Quant HAS issues + results with vLLM on 8x 3090
Excellent quant, thank you cyankiwi!
Got it working on 8x RTX 3090 (I know, overkill for this small dense model) with the command listed below.
Average speed: 55-60 tks
===================================
export VLLM_USE_DEEP_GEMM=0
export VLLM_USE_FLASHINFER_MOE_FP16=1
export VLLM_USE_FLASHINFER_SAMPLER=0
export OMP_NUM_THREADS=6
export VLLM_ALLOW_LONG_MAX_MODEL_LEN=1
export VLLM_SKIP_P2P_CHECK=1
export NCCL_P2P_LEVEL=SYS
export OMP_NUM_THREADS=6
vllm serve cyankiwi/gemma-4-31B-it-AWQ-8bit --served-model-name "cyankiwi/gemma-4-31B-it-AWQ-8bit"
--tensor-parallel-size 8
--max-model-len 192768
--gpu-memory-utilization 0.85
--max-num-seqs 4
--max-num-batched-tokens 2048
--tool-call-parser gemma4
--enable-auto-tool-choice
--reasoning-parser gemma4
--host 0.0.0.0 --port 5005
--disable-uvicorn-access-log
--limit-mm-per-prompt '{"image":4}'
--override-generation-config '{"temperature":1.0,"top_p":0.95,"top_k":64}'
--trust-remote-code
--enable-prefix-caching
--disable-custom-all-reduce
However, for the quality of model ... something is really off (with Opencode). Asked it to "Create a simple flask application with a simple HTML, CSS and JS frontend. It should manage todos." and it loops indefinitely since it doubles like crazy on html tags (names + "<<"). Not sure if it's the quant or... the model...
However, for the quality of model ... something is really off (with Opencode). Asked it to "Create a simple flask application with a simple HTML, CSS and JS frontend. It should manage todos." and it loops indefinitely since it doubles like crazy on html tags (names + "<<"). Not sure if it's the quant or... the model...
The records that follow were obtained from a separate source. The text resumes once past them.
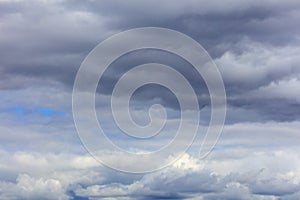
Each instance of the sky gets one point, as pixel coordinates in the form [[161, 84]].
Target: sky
[[255, 46]]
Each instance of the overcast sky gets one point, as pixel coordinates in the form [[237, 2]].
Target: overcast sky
[[256, 47]]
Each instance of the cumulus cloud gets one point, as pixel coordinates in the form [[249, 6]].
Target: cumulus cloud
[[256, 47]]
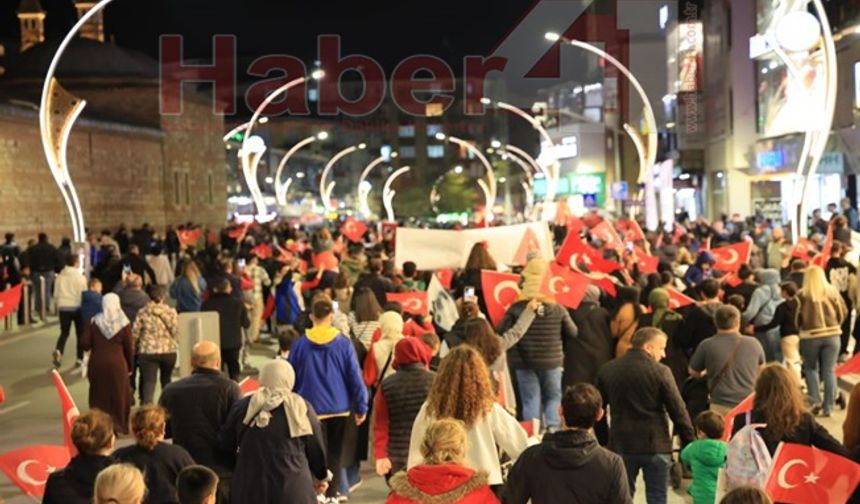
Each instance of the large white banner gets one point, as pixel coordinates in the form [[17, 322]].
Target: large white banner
[[433, 249]]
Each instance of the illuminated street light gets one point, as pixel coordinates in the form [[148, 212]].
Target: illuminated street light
[[325, 191], [281, 189], [650, 158]]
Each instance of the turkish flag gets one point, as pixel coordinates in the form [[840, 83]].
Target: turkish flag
[[10, 299], [188, 236], [29, 467], [566, 286], [248, 386], [530, 243], [501, 290], [631, 229], [70, 411], [731, 257], [803, 249], [239, 231], [803, 474], [412, 302], [263, 251], [446, 277], [851, 366], [606, 233], [678, 300], [353, 229], [740, 409]]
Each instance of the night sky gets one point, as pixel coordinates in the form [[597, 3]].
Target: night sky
[[387, 30]]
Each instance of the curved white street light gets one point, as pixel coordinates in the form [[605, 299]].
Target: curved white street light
[[281, 189], [364, 187], [249, 167], [58, 111], [491, 177], [650, 158], [325, 190], [388, 193]]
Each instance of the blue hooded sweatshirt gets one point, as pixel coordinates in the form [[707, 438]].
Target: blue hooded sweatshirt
[[327, 373]]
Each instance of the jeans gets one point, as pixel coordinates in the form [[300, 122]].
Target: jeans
[[540, 386], [655, 471], [67, 318], [150, 365], [820, 355], [37, 288]]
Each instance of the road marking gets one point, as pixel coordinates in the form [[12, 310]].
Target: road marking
[[13, 408]]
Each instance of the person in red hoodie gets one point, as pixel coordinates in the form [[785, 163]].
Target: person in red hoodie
[[442, 478]]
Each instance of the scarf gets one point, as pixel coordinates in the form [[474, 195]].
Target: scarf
[[276, 390], [112, 319]]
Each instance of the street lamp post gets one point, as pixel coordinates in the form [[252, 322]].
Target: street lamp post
[[281, 189]]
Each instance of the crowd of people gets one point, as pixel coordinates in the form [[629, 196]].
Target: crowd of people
[[552, 404]]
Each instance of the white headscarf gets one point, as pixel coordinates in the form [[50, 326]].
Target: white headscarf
[[112, 319], [276, 388]]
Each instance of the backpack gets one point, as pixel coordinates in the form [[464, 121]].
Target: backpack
[[748, 460]]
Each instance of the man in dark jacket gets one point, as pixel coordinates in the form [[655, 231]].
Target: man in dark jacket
[[198, 405], [232, 318], [640, 391], [570, 466], [397, 403], [593, 346]]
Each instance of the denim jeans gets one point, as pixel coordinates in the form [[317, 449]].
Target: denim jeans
[[151, 365], [540, 386], [820, 355], [655, 471]]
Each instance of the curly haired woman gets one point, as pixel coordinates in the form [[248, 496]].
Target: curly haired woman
[[463, 391]]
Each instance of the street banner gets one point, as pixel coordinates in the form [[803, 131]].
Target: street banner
[[70, 411], [411, 302], [501, 290], [433, 249], [10, 299], [28, 468], [803, 474]]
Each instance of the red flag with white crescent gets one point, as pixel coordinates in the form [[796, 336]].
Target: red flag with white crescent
[[802, 474], [188, 236], [678, 300], [412, 302], [529, 243], [28, 468], [501, 290], [731, 257], [10, 299], [566, 286], [353, 229], [607, 234], [70, 411]]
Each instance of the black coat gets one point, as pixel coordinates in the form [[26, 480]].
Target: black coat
[[198, 405], [232, 317], [592, 348], [808, 432], [640, 391], [542, 346], [160, 467], [271, 466], [569, 467], [74, 484]]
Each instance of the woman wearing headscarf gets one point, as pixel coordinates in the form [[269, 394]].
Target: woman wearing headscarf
[[278, 441], [668, 321], [109, 339]]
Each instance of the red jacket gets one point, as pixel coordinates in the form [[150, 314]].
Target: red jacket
[[440, 484]]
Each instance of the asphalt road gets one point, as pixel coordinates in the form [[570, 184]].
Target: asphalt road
[[31, 413]]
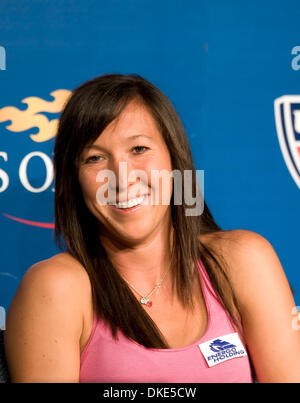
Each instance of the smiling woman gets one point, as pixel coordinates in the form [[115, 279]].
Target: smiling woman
[[144, 292]]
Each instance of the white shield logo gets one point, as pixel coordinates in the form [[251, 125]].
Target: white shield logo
[[287, 118]]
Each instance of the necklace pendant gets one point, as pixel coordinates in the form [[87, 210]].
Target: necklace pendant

Which version of OpenCode do you have? In my case the model doesn't work in the Build mode. I suppose because Open Code can't parse its chat template
Thank you for raising this with me. Google has updated the chat template 2 days ago, which I've just pulled into this model. Please try again and let me know if it still occurs.